Our hospices do an amazing job. We have Keech Cottage Hospice, which the hon. Member for Luton South (Rachel Hopkins) will also have supported, and my children have volunteered at local hospices. Hospices are struggling and we need to support them properly, as they do absolutely amazing work. I do not think there is anyone here who would disagree with Dame Cicely Saunders, who really founded the modern hospice movement and said:

“You matter because you are you, and you matter to the end of your life. We will do all we can not only to help you die peacefully, but also to live until you die.”

I think probably all of us could unite around that quotation.

I worry about disabled people. My mother was in a wheelchair her whole life, and I understand their vulnerabilities. Baroness Campbell in the other place has said:

“I am fearful that any change to the current law prohibiting assisted suicide may adversely affect how I, other disabled friends and the wider community of disabled people are treated in the future”.

Whatever our views on this, we need to respect the very real worries of disabled people, who think somehow that they will matter less.

I will provide a few facts on the CPS. I understand the horror of being prosecuted. I do not minimise that at all, but I looked at the figures on the CPS website this morning. Of the 174 cases between April 2009 and this year, 150 were not proceeded with, 33 were withdrawn, four were successfully prosecuted and eight were referred for prosecution for homicide or another serious crime. I do not know the details of the last eight, but it might be worth looking at that further with the CPS.

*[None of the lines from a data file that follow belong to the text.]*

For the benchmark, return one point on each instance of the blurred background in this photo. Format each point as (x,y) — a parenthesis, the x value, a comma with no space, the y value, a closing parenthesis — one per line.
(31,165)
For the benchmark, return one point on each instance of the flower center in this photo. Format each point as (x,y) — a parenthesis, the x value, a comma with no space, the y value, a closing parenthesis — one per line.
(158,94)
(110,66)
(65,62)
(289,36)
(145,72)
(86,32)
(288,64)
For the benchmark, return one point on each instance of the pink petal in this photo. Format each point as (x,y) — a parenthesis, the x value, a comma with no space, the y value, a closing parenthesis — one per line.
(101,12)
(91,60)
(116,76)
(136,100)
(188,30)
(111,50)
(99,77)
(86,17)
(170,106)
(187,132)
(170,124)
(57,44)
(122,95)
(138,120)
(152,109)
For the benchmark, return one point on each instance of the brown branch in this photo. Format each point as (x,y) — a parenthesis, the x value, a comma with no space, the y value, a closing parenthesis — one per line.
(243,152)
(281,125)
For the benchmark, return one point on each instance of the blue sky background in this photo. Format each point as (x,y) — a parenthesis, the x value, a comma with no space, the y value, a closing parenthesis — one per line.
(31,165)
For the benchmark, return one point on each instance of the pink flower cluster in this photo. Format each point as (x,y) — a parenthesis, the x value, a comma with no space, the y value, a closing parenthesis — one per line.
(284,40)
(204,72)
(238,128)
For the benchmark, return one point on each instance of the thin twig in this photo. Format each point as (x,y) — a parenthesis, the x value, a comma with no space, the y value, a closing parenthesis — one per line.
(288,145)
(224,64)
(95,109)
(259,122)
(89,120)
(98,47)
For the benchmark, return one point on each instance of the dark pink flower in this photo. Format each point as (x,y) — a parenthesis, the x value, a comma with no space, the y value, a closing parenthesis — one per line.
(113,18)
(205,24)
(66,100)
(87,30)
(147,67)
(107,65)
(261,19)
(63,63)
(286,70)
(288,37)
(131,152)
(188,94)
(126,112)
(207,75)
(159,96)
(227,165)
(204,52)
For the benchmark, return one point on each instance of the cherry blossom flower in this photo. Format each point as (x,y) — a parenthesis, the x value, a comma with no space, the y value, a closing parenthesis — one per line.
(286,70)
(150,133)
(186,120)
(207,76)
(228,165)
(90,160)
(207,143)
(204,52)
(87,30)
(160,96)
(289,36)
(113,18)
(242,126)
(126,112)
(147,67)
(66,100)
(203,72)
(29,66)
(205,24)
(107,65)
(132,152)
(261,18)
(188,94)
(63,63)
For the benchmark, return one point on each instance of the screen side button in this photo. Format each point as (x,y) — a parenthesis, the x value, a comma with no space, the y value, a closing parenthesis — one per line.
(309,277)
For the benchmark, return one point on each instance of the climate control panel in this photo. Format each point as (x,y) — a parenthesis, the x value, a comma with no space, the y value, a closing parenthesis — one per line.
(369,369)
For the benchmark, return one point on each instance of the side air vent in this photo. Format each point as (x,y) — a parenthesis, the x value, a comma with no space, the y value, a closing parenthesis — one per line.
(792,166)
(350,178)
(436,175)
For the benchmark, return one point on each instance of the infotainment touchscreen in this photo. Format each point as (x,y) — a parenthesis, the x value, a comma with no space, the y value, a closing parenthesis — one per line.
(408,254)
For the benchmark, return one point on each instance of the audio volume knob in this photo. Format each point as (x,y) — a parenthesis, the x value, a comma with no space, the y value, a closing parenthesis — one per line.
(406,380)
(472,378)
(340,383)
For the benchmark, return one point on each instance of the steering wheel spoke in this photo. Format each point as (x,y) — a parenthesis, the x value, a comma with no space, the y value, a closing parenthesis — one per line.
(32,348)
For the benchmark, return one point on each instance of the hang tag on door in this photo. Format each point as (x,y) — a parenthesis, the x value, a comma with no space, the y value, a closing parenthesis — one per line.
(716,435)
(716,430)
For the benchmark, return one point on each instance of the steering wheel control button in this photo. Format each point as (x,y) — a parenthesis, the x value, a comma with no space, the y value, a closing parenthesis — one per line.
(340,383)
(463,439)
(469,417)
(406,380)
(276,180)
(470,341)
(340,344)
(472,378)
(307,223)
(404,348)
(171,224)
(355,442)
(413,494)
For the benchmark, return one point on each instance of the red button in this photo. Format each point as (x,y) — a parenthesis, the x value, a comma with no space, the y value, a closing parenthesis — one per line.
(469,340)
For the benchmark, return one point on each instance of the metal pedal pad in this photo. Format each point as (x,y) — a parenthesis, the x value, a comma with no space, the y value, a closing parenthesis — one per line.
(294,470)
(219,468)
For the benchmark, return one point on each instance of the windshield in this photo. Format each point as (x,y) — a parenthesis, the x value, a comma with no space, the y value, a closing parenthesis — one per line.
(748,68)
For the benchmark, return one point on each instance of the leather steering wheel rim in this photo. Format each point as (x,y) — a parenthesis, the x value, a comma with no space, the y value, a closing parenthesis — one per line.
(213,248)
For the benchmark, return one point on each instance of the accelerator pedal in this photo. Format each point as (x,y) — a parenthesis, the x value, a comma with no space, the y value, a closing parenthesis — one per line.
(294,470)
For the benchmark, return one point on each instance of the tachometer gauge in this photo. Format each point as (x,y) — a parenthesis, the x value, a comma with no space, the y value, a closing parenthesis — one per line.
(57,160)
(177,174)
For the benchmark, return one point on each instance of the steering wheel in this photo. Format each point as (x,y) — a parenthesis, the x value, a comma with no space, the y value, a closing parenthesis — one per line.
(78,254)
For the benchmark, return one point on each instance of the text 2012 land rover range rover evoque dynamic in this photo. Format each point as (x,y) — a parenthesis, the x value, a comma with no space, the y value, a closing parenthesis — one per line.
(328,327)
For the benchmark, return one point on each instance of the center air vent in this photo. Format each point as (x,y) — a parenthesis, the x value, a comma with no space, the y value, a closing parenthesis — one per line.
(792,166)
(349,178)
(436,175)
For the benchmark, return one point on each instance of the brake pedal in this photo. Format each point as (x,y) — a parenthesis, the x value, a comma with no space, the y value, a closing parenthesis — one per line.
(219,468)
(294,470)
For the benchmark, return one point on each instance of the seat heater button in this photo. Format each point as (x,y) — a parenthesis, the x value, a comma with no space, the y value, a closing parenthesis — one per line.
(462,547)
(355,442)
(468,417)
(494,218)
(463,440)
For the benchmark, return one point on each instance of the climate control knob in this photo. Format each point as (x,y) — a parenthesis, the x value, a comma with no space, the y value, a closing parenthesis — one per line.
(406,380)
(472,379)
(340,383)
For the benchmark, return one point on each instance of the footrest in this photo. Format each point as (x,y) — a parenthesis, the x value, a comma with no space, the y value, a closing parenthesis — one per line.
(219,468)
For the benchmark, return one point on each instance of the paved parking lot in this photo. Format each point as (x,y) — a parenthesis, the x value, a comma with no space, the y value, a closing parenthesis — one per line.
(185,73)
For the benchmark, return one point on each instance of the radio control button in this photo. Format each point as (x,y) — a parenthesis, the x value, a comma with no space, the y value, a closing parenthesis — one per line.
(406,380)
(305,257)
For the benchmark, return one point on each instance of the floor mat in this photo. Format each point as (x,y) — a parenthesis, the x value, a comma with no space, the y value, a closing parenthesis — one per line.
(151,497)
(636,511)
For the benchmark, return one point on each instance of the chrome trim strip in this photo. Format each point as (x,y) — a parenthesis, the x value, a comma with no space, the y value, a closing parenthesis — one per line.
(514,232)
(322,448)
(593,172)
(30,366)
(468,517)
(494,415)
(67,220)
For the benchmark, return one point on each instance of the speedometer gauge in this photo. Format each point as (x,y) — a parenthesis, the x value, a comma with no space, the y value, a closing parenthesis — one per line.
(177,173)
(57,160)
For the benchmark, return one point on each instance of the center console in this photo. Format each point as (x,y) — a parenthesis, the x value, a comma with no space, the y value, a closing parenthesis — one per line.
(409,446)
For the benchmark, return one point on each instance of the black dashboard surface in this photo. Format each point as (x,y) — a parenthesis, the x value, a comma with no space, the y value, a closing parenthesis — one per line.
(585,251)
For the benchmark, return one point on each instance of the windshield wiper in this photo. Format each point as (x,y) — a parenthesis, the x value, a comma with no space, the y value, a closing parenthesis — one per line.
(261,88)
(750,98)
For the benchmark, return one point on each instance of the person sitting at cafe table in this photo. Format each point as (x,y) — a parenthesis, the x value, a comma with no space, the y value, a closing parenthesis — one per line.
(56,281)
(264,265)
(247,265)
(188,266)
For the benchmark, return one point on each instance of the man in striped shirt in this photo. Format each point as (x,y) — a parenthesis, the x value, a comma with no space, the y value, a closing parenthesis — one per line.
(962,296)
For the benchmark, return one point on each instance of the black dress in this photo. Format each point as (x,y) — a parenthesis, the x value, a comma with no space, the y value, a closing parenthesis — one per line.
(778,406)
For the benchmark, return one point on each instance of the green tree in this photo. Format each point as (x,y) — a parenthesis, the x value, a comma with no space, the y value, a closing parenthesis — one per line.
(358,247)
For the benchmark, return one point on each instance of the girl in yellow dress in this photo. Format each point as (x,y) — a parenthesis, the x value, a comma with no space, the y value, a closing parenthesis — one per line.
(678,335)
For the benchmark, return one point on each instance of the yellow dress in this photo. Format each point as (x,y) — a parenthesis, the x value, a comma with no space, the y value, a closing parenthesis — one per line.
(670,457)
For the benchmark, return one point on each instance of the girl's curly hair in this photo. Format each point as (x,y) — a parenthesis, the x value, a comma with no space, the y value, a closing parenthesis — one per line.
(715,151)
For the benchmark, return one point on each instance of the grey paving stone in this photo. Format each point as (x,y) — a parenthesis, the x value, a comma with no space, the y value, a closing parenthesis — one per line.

I want to make two brief final points. We have not talked a lot about mental health today, but there is no health without mental health. Are we going to get a psychiatrist to certify whether people are medically competent to do this? That is a pretty awful job to ask a psychiatrist to do, as was raised with me at the weekend, so we need to think about the pressures we are putting on clinicians. However, there is probably some progress we could make that we would all agree on.